HEMA, a multinational variety retailer chain headquartered in Amsterdam, has partnered with Xomnia to replace its legacy, on-premise data processing and service system with a modern, reliable, and efficient system that can store, process, and export business data in the AWS Cloud.
The new platform, known as the Cloud Data Analytics Platform (CDAP), is a scalable, efficient, and more adaptable platform that can be used to meet almost all the business needs at multiple departments within the retailer chain. It is almost fully built in Kubernetes using open source and AWS PaaS (Platform as a Service) tools. It also incorporates aspects that are built, installed, and configured from scratch by its data engineering team.
To guarantee a swift transition from the legacy system, Xomnia helped the dedicated team at HEMA migrate the necessary reports, code, and data from the company’s legacy system into its new system.
"HEMA wants to improve the daily lives of its customers. To support decision making by people and processes, our team democratizes data and insights available in our cloud data and analytics platform. Xomnia plays a crucial role in this migration." - Bas Karsemeijer, Head of Data & Analytics at HEMA
As data and AI became increasingly central to HEMA’s operations, it’s been relying on a system to collect and process data to carry out several tasks.

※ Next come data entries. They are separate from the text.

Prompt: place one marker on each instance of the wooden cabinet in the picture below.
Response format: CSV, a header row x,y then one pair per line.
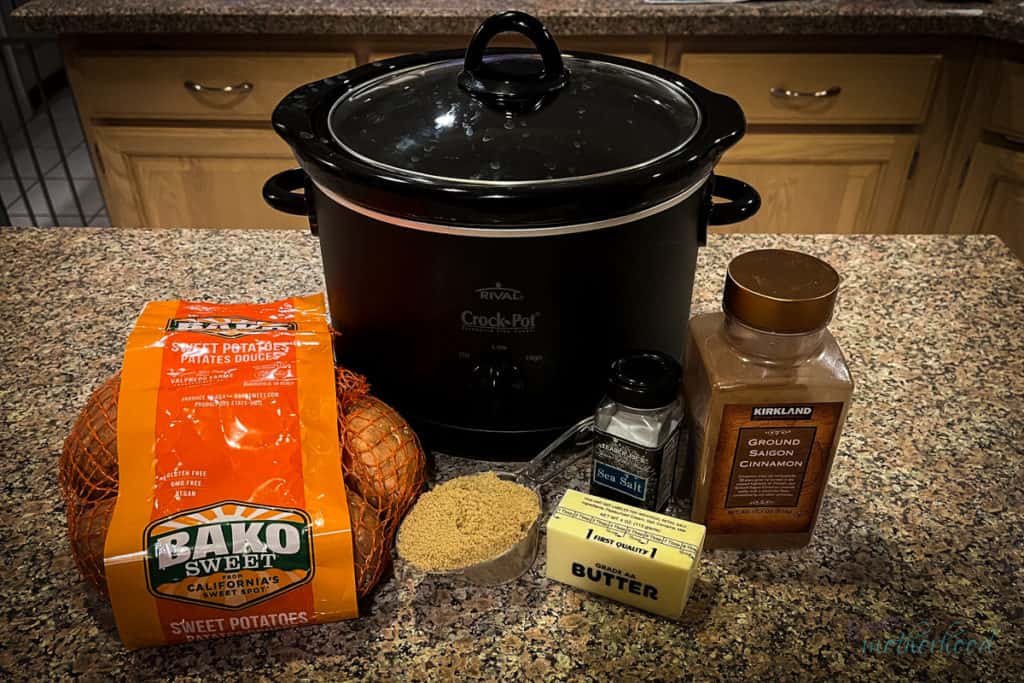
x,y
160,176
821,182
1008,111
194,85
991,199
169,156
820,89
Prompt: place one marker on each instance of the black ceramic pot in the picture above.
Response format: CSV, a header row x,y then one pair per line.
x,y
497,226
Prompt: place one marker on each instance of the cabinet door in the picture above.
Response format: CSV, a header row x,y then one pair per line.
x,y
992,197
812,182
190,177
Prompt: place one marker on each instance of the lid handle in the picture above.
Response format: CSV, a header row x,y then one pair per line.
x,y
513,89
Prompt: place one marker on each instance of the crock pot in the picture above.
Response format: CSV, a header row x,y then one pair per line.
x,y
498,225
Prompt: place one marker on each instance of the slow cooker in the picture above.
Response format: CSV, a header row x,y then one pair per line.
x,y
498,225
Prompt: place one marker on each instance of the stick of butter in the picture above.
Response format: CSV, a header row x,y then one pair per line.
x,y
631,555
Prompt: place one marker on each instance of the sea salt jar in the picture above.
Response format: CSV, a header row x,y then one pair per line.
x,y
637,431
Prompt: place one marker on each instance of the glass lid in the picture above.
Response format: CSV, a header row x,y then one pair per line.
x,y
601,118
516,138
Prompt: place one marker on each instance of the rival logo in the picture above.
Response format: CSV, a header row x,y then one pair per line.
x,y
228,328
781,413
499,293
229,554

It is an on-premise cloud infrastructure where data is collected and reports are processed to be used by the sales, stock, and managerial teams, among others.
This legacy data system, which performs tasks such as tracing revenue from online and offline sales and performing stock and promotion forecasting, is no longer able to scale up to HEMA’s needs and different data sources. For this reason, the retailer chain created a dedicated team to build a new platform that is more adequate, cost efficient, and able to accommodate data coming from multiple sources.
Xomnia’s data engineer Daniel Galea is part of the team working to build, install, and configure the new system. Besides building the new system, Daniel’s role is to also migrate the existing data, code, and technology from the legacy system to the new system, and to be an intermediary between the development team and business team to clearly communicate the interests of the business, such as specific reports and the datasets that they require.
The solution, called the Cloud Data Analytics Platform (CDAP), can almost meet all the business needs at HEMA, such as ingesting, processing, aggregating/ combining, and exposing/serving different datasets. As migrating the data and data sources from the several departments that have for years used the legacy system is a time-consuming process, the solution is expected to be fully built by the end of 2021.
Going over the technical details, the CDAP is built in the AWS cloud, using open-source system Kubernetes. In Kubernetes, the data engineers are installing tools like Spark for processing, Airflow for orchestration, and Prometheus/Grafana for monitoring. The data engineering team is working on building, installing, and configuring this.
The new system has been partially put in use already. When fully operational, it will enable HEMA to run analytical dashboards and machine learning features, and perform tasks that require running round the clock. The system will also efficiently accommodate new sources of data, and accept API’s for multiple purposes.
By developing this data processing and service system, running almost entirely on AWS managed Kubernetes, HEMA aims to achieve four impacts:
- Enhance their customer experience on day-to-day basis, for instance by enabling their staff to make informed decisions in real time, personalizing omnichannel marketing communications via data science models, and optimizing the assortments of their local stores based on holistic analytical insights and full operational processes, like forecasting and replenishment,
- saving costs, since it is less expensive to run the current system than using all the PaaS Tools from AWS,
- being able to easily and quickly migrate to any other cloud platform in the future, should the company wish to do so, as a result of installing open source tools on Kubernetes, and making all the data processing happen on Spark, without coupling the data ingestion process to PaaS tools from AWS, and
- achieving a more scalable system, i.e. capable of keeping up with bigger or more datasets without taking a longer time to run.